Comment prépares-tu la composition de tes œuvres ?
Je commence par une première couche unie au rouleau, puis j’ajoute des tags, en superposition. Une fois le fond prêt, je me pose la question du pochoir que je veux faire. Je le fais en fonction du fond et du format. Le pochoir, c’est le dernier élément ; je mets vraiment l’accent sur le fond.
Je fabrique mes pochoirs avec Photoshop, grâce à une base de photo que j’imprime et que je découpe moi-même. Pour chaque pochoir, il y a 2 découpes : avec un patron noir et un patron blanc. J’utilise le motif de l’enfant. À travers l’innocence et la pureté de l’âme qu’il incarne, je peux passer un maximum de message. Cela évoque aussi le désir de retour en enfance et les souvenirs de gosse. Tous mes pochoirs sont uniques. Dans les rares cas où j’utilise à nouveau un pochoir, je le réimprime et je le redécoupe. Je reprends tous mes pochoirs aux feutres blanc et noir pour les détails. Il y a donc aussi un travail de dessin à la main au feutre acrylique. Je remets un coup de vernis pour gommer le trait du feutre et donner un aspect lisse.

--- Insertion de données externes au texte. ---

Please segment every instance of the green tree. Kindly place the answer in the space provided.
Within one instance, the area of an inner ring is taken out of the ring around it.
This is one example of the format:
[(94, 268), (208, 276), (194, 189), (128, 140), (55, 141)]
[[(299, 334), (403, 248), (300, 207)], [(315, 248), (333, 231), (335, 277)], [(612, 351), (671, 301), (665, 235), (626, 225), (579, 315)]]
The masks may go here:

Peux-tu nous en dire plus sur ta série kraft ?
J’ai vu pas mal d’artistes faire des œuvres sur toile marouflée de papier, comme Mihoub. Ce côté timbre-poste m’intéressait. Un jour, on m’a offert un énorme rouleau de kraft, ce qui m’a donné envie d’essayer.
D’abord, je prépare le fond de ma toile de manière indépendante. Je tends au mur une feuille de papier kraft, que je peins aussi, puis je la découpe et je la recompose sur la toile. Je laisse dépasser le kraft de la toile, pour accentuer ce côté timbre-poste. Je le vernis et je viens le maroufler afin qu’il n’y ait pas de bulle. C’est assez technique à maroufler de par la finesse du papier pour faire en sorte que la toile et le kraft ne fasse qu’un.
Cette série me plaît beaucoup, je m’éclate avec. Je l’ai commencé en septembre 2024. Elle me nourrit beaucoup et je la continue encore.

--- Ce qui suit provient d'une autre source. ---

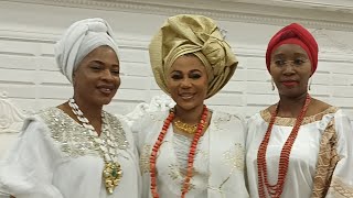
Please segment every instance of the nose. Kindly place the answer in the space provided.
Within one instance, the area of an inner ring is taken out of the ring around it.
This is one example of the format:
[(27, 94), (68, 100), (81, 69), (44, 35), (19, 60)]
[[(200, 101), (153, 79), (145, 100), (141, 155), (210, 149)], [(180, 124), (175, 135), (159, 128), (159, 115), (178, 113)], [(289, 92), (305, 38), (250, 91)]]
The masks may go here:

Arpe One, Sunset kiss, 2025, technique mixte sur toile et papier Kraft, 92 x 73 cm

Qu’est-ce qui te plaît le plus dans la pratique de rue et celle d’atelier ?
Dans la pratique de rue, tu peux faire ce que tu veux sur n’importe quel support, et il y a l’adrénaline. Je travaille plus l’écriture du blase, le lettrage. C’est du graffiti pur, je n’utilise pas le pochoir.
En atelier, tu as le temps de faire contrairement à la rue. Tu es tranquille pour chercher et refaire. Il y a le droit à l’erreur.

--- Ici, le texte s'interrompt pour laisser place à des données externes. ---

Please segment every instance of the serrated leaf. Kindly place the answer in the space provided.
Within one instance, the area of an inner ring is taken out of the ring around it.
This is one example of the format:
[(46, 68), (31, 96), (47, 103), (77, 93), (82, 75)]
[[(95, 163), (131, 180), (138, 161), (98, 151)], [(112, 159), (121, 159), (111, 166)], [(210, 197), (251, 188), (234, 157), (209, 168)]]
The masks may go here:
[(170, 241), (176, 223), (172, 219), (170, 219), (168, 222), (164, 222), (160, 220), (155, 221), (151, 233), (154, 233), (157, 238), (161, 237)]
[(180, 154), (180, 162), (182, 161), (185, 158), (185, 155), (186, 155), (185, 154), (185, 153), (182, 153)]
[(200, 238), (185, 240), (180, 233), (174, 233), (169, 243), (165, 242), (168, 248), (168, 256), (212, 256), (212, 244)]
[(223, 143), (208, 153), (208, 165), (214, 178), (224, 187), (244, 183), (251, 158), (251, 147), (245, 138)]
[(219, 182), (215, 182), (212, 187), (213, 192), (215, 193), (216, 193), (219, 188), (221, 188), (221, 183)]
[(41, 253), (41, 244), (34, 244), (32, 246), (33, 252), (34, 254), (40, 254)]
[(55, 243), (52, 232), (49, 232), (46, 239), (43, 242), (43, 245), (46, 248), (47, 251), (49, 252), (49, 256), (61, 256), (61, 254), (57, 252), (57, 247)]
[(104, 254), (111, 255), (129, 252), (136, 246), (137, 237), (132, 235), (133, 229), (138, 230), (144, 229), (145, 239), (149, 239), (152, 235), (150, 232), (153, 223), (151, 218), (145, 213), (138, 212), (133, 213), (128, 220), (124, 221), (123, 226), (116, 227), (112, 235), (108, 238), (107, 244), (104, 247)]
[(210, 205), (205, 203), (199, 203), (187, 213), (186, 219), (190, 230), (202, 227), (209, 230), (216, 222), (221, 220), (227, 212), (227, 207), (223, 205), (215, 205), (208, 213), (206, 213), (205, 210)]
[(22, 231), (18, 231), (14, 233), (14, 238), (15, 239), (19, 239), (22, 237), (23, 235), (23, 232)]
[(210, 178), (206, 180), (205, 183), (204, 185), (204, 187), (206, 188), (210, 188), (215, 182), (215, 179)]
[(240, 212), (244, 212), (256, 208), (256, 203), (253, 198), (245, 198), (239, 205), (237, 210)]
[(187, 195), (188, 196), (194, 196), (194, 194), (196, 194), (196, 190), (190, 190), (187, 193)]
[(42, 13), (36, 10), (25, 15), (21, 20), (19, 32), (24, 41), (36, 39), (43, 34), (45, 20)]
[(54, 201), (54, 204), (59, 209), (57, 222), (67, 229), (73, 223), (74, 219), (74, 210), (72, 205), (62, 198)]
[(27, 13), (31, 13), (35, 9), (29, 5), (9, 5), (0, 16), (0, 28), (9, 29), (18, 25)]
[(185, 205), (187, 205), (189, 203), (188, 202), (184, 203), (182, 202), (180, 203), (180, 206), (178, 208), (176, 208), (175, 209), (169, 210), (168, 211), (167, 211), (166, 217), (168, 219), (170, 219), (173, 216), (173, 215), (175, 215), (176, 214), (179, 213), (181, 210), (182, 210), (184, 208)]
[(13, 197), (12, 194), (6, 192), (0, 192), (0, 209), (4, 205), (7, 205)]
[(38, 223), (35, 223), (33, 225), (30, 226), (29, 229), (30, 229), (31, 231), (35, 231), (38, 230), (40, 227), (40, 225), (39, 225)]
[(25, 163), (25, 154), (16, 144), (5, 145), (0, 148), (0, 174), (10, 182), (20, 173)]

Sens-tu une évolution dans ton style, tes techniques, ton approche ?
Au début, j’avais un style plus naïf. Je n’osais pas trop mettre des mots, des lettres. Maintenant, c’est beaucoup plus net, mes lettres sont moins fouilli. Ma combinaison de couleurs est plus réfléchie. Je mets plus de détails dans les pochoirs, j’ai amélioré la découpe. Je n’ai plus peur de faire des pochoirs détaillés. Par exemple, le pochoir de voiture demande beaucoup de précision et de perspective. Ma découpe est artisanale, sans machine.
Avant, je faisais un sol gris qui prenait toute la toile. Maintenant, je fais quelque chose de plus discret, moins brut. Cela prenait trop de place sur la toile, je l’ai enlevé instinctivement.

Quels sont les messages que tu souhaites transmettre à travers tes œuvres ?
L’innocence, la paix, et l’amour parfois. Le côté rêveur de l’enfant, comme le rêve d’avoir une belle voiture.

Arpe One, Vintage Porsche, 2025, technique mixte sur toile, 114 x 146 cm

En ce moment, sur quoi travailles-tu ? Envisages-tu d’explorer de nouvelles voies ?
Je veux me concentrer sur les formats papier, comme le kraft, mais différemment. J’aimerais faire de très gros formats en atelier. J’ai aussi envie d’ajouter du pastel dans mes fonds. Travailler le fusain également m’attire, pour explorer le monochrome.